If you are already feeling jaded by the constant procession of so-called experts speculating on who will and will not win the upcoming general election, the good news is you only have another two months to endure. The trouble is, of course, that is also the bad news so let’s try and cheer you up with one further nugget – you might as well ignore anything any pundit has to say on the outcome of the 7 May polls.
Here on The Value Perspective, we are nothing if not even-handed when it comes to our opinion of forecasters. Whether their field is sport, weather or economics, we hold them all in equally low esteem and we see no reason to make an exception of political commentators – especially after reading Expert political judgment: How good is it? How can we know? by US psychologist Philip E Tetlock.
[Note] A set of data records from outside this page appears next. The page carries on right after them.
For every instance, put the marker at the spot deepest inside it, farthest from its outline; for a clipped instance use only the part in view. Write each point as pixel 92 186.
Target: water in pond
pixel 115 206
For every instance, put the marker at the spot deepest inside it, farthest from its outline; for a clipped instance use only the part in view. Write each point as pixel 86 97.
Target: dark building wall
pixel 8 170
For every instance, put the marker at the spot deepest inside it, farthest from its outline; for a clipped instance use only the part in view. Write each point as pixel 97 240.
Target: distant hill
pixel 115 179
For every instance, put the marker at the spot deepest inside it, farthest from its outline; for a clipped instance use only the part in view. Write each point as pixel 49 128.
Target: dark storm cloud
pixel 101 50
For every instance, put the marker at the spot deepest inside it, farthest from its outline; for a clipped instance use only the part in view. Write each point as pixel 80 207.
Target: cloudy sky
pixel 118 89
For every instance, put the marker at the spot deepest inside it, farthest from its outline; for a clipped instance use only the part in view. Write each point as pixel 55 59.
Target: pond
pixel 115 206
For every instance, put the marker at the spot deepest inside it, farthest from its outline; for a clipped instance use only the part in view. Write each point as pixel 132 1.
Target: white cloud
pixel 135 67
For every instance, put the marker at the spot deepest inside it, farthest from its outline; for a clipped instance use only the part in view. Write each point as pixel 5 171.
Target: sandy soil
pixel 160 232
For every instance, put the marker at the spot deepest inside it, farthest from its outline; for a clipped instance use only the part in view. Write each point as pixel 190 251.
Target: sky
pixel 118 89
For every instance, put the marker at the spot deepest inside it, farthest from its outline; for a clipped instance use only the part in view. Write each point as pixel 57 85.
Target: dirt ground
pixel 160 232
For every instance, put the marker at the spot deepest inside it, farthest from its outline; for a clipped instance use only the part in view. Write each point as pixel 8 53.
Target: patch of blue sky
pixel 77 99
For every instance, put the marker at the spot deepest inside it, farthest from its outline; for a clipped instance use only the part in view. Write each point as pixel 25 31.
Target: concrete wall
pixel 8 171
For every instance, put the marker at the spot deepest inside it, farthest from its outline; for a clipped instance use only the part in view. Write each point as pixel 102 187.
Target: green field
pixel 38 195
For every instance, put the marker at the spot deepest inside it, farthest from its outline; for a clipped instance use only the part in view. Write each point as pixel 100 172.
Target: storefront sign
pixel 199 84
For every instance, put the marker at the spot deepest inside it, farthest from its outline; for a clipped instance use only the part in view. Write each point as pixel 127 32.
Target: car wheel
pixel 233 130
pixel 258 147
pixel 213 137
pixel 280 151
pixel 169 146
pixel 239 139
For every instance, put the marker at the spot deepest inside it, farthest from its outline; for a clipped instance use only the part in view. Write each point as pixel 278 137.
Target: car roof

The book was the culmination of a 20-year research project, in which Tetlock and his team tracked 284 different political scientists, journalists and other commentators and the 82,361 predictions on the subject of politics these people made over that period. The conclusion? That their predictions would actually have been beaten by random chance.
Now, presumably the fact a monkey with a pin could have done a better job calling the various election results and other political scenarios is just unlucky for those experts – insofar as how history mapped out over that particular 20-year period. We are not going to suggest their forecasts will always be worse than those of a simian stand-in. Nevertheless, there was still a significant weight of evidence to suggest that, on average and over time, the experts did not really bring very much to the party of perspicacious political prediction.
Furthermore, while one might hope that the closer one comes to a political event, the more accurate the experts might be with their forecasts, again Tetlock unearthed little evidence to indicate that is in fact the case. He did, however, find the various commentators unbowed by their past lack of success and still curiously confident of their ability to forecast future events.
Towards the end of their project, Tetlock and his team revisited a number of the pundits to ascertain their recollections of the predictions they had made at the time. On the whole, they found that – compared with their initial conversations – these people subsequently underestimated the degree to which they had been uncertain about their predictions.
In other words, any chance the forecasters had of learning from their past mistakes had been seriously diminished by their recollection of events and the passing of time. Not only did the experts tend to believe things subsequently were less uncertain than they were, they had also convinced themselves that the outcome that did actually transpire had been more likely to happen.
Unfortunately – and like all good politicians we have hidden the worst piece of news at the end – that does means, if there turns out to be a second general election later this year, you should expect no change in either the identity of the procession of forecasters speculating on the result or the confidence with which they again roll out their predictions.